Comments on: It Doesn’t Matter How Many Raindrops There Are, It is All About How Wet You Get

By: Naithan

Naithan — Tue, 31 Mar 2009 03:36:52 +0000

It’s all about acceptable risk. The sky falls daily and then the sun shines again. A big bad breach happens, we all cry and hug, spend money, and then forget until the next one. Thats the cycle. Acceptable risk is business specific. FUD helps no one. Mainly because FUD is reactionary. It is just irresponsible to practice risk in a reactionary manner is if you are managing server availability. This is where IT sec has to be understood as a business practice much moreso than it’s other IT counterparts. If FUD is used to drive awareness and culture then we have all lost. FUD isn’t even the point anymore, or at least it should be, because IT Sec is a mature practice now.

By: Rob Lewis

Rob Lewis — Mon, 30 Mar 2009 12:17:27 +0000

Well, I hope that you will find some value in a technology that does resolve the vast and largely unresolvable difference between security policies and business rules.
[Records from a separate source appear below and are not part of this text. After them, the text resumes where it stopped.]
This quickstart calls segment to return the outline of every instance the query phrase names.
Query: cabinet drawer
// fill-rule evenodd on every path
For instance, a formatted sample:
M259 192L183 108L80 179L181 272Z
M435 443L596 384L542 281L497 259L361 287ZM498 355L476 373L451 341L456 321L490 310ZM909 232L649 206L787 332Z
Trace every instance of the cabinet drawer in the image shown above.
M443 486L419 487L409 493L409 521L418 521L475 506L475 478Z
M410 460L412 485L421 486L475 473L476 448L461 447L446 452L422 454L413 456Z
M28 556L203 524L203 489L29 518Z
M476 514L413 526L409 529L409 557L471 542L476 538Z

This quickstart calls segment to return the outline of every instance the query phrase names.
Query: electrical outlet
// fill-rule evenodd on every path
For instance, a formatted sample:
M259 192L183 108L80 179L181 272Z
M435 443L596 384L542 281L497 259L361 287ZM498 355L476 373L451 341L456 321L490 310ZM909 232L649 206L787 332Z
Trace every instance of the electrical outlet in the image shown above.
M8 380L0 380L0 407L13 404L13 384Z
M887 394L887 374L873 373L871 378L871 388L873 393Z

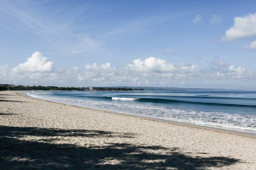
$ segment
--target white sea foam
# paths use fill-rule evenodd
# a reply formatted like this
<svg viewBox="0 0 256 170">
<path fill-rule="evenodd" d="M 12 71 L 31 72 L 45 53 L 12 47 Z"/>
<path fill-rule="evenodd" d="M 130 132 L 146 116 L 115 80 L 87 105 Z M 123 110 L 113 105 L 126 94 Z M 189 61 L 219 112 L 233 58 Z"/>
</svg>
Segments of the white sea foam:
<svg viewBox="0 0 256 170">
<path fill-rule="evenodd" d="M 112 100 L 133 100 L 139 99 L 136 98 L 128 98 L 126 97 L 112 97 Z"/>
<path fill-rule="evenodd" d="M 256 134 L 256 116 L 207 112 L 170 108 L 137 102 L 112 102 L 75 98 L 65 98 L 37 95 L 27 93 L 33 98 L 160 119 L 230 129 Z M 131 101 L 137 98 L 112 97 L 113 100 Z"/>
</svg>

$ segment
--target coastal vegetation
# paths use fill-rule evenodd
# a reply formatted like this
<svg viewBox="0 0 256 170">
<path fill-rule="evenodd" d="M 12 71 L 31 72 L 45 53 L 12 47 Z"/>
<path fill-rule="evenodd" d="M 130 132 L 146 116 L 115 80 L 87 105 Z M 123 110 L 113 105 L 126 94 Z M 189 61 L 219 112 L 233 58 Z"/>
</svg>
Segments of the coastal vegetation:
<svg viewBox="0 0 256 170">
<path fill-rule="evenodd" d="M 94 90 L 97 91 L 133 91 L 133 90 L 143 91 L 142 89 L 132 89 L 128 87 L 94 87 L 88 88 L 84 87 L 57 87 L 57 86 L 43 86 L 40 85 L 32 86 L 23 86 L 0 85 L 1 90 L 46 90 L 46 91 L 73 91 L 85 90 Z"/>
</svg>

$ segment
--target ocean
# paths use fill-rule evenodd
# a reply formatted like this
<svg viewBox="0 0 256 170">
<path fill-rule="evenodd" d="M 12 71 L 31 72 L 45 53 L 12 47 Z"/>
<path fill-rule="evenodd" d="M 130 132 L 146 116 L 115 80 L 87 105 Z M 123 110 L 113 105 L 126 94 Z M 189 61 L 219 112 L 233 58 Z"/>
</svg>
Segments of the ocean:
<svg viewBox="0 0 256 170">
<path fill-rule="evenodd" d="M 24 93 L 52 101 L 256 134 L 256 91 Z"/>
</svg>

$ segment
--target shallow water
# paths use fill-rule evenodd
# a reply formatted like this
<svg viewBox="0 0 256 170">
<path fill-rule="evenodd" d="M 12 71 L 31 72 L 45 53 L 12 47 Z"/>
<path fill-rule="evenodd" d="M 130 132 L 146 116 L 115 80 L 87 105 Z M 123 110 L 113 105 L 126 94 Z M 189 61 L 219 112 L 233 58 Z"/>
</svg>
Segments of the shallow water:
<svg viewBox="0 0 256 170">
<path fill-rule="evenodd" d="M 256 92 L 24 93 L 53 101 L 256 134 Z"/>
</svg>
With our solution, the business rules ARE the security policies. The example you gave could be handled in a straight forward manner with a few rule changes, by changing any parameter for inclusion into a certain user group, and with a simple deny access rule to your South American reseller.

By: John Pescatore

John Pescatore — Mon, 30 Mar 2009 11:28:04 +0000

That authorization component hasn’t been missing – what today we call Web Access Management has long had that capability. Many of them would use logic to try to implement business rules of the sort “Platinum resellers are allowed this level of access, Gold only this level.” Today there are efforts to capture this logic in XML syntaxes and schema, but I don’t think that is the biggest part of the problem.

The major issue is the vast and largely unresolvable difference between security policies and business rules. For example, at 0900 today the business could decide that the line between Gold and Platinum changes from $100k sales/month up to $150,000 because there are too many Platinum resellers. Oh, and that reseller in South America has been screwing us on large deals, so they will still not be allowed access to this area…

That’s why I always draw a major distinction between “Let the Good Guys In” and “Keep the Bad Guys Out” – major different drivers.

By: Rob Lewis

Rob Lewis — Fri, 27 Mar 2009 19:23:45 +0000

I think that part of the problem in achieving that balance is the disconnect between the language of business operations and resulting rules, and that of IT security policies.

I think what is needed post authentication is an authorization component that has traditionally been missing, and for that authorization component to be successful, it should incorporate the language and rules of business operations.

By: Kevin Rowney

Kevin Rowney — Thu, 26 Mar 2009 19:00:19 +0000

This is an excellent response to the recent outbreak of blog posts claiming the info-sec sky now falls. There are plenty of reasons to be optimistic and its just basic realism to embrace the manageable risks that come together with the huge benefits of information technology.

And anyway, Its just never productive to forecast maximum doom. Like John Dutra at Sun says, “The quickest way to become irrelevant in any conversation is to say ‘the sky is falling’.”

Of course, there is plenty of room for improvement. Breach rates are high and rising. Malware capabilities are advancing rapidly. There’s many skirmishes between enterprises and bad guys where the bad guys come out on top.

I remain optimistic because of: A) ongoing new advances in technical capabilities, and B) new trade-craft; that both point towards a future where the rising tide of breach events can be stemmed and where the malware-driven perimeter incursions can be kept to a tolerable level of damages relative to the (enormous) benefits that a connection to a network provide.